Orientation effects can also contribute. In addition, the assembly process for these parts creates another factor. These products are molded in two pieces and then thermally welded together within a few minutes after they are ejected from the tool. If the parts are allowed to cool completely they become too warped to assemble. If the parts are welded before the cooling process is complete, then the additional shrinkage that occurs in the assembly takes place under constraints provided by the weld. It was not a coincidence that most of the failures occurred near the weld and almost always appeared in the lower half of the assembly where gasoline exposure was more of a constant.

The importance of design was illustrated by the fact that not all tank designs exhibited failures. One manufacturer had 19 different tanks, and only four of them displayed failures under controlled test conditions that combined gasoline exposure with elevated temperatures. If the problem were chemical attack, they would have all failed. 
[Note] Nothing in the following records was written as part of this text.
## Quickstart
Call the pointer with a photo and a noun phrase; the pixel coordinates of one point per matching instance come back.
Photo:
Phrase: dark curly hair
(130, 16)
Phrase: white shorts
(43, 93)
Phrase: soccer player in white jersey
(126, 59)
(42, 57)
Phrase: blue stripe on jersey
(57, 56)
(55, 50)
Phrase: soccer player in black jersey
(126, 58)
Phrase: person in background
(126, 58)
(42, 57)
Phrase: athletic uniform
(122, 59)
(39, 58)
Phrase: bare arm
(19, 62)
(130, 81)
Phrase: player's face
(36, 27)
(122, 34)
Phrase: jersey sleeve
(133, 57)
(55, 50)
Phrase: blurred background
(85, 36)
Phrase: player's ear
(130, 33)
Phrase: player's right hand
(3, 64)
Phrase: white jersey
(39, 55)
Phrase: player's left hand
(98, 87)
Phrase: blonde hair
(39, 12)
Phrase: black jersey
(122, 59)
Figure 1 shows a plot of elastic modulus as a function of temperature for an as-molded PE sample and one that has absorbed gasoline. The effect of the gas absorption is evident. The effect of elevated temperature is also apparent in these plots and accounts for the fact that most of the field failures were observed in areas where ambient temperatures were elevated. Testing at 60 C became an important tool in accelerating the failures and determining which designs were most susceptible to performance problems.

While all of this was useful in helping to understand the problem, it is important to note that none of the tank designs had changed and there were no unusual climatic conditions that occurred in 2001 that had not been around in previous years. The factor that had changed was the raw material. Resistance to ESC is one of those properties that improves as molecular weight increases and density decreases. In most polymers we focus on molecular weight because density is not a variable. 
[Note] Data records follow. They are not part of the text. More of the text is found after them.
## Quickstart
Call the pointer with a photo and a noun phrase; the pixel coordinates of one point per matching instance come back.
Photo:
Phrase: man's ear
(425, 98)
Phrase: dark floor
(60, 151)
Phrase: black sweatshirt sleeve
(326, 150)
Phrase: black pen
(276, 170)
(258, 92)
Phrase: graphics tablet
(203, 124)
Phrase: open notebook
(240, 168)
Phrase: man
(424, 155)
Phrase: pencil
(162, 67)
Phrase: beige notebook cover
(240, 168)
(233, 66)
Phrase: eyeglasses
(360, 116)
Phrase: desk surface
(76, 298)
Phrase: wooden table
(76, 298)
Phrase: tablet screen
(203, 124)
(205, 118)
But in PE it is an important variable and it must be considered as part of the performance equation. The lower density material was not impervious to the effects of elevated temperature and gasoline absorption. But the lower level of crystallinity in the 0.946 material provided a structure with greater ductility for a given molecular weight, allowing the parts to elongate to higher strain levels without breaking. The higher density material was too well organized at a molecular level and responded by cracking rather than stretching. 
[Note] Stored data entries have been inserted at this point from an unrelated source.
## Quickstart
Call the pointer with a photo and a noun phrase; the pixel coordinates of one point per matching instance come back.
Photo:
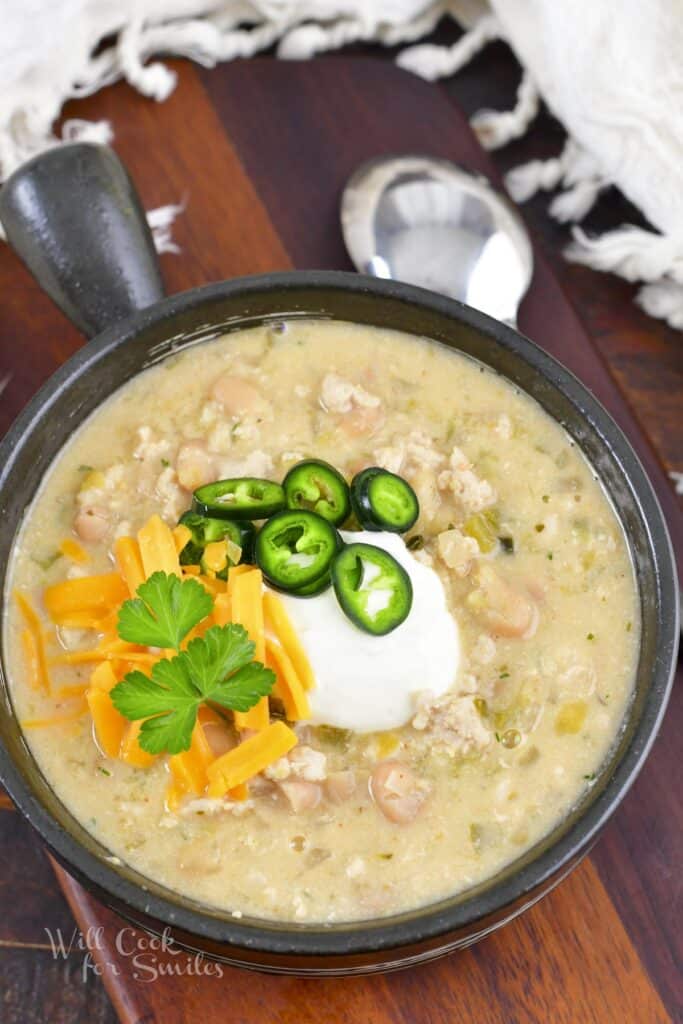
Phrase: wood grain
(568, 961)
(259, 153)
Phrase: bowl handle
(73, 216)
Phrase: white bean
(195, 466)
(396, 792)
(238, 396)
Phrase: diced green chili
(383, 501)
(240, 498)
(206, 529)
(295, 549)
(373, 589)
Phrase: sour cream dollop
(368, 683)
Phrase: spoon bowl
(429, 222)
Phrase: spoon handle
(74, 217)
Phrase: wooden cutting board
(259, 153)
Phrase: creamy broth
(547, 619)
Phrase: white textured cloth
(610, 70)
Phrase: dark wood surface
(259, 151)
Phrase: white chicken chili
(375, 770)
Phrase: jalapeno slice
(295, 549)
(207, 530)
(240, 498)
(319, 487)
(310, 590)
(373, 589)
(383, 501)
This runs counter to the relationship between crystallinity and ESC resistance in most polymers. We are taught that ESC primarily occurs in amorphous polymers and crystallinity is a major deterrent to the mechanism. By this logic a higher density PE, with the corresponding higher degree of crystallinity, should work better. But in practice the opposite is true unless we replace some of the lost ductility by increasing the molecular weight at the same time. In applications where ESC failures are simply intolerable, the material specification reflects this leveraging of the combined benefits of high molecular weight and lower density. Liners for natural gas cylinders are made from materials with densities in the 0.937-0.944 range and with melt flow rates of less than 0.1 g/10 min when measured under standard conditions. 

The failure to even try the higher molecular weight materials that were still being made by the same supplier who had discontinued the incumbent material and instead change to a higher density option unleashed a crisis that affected everyone using these smaller gas tanks. The problem was resolved when a third PE supplier brought out a 0.945 density grade with a melt flow rate of 3.3 g/10 min, close enough to 4 to keep from scaring the molders. 

But the damage was done. The Consumer Product Safety Commission got involved and the fallout has resulted in new rules and regulations on tank construction that many undoubtedly believe are needless and costly. Still, government regulation is a bell that is nearly impossible to unring, even when good science offers a less cumbersome solution. Maybe  this was a lesson learned and the knowledge gained will serve users of PE in the future. But maybe not. In China recently Type IV gas cylinders experienced spectacular explosive failures that have been diagnosed as being caused by ESC in the PE liners. I wonder what grade of PE they used.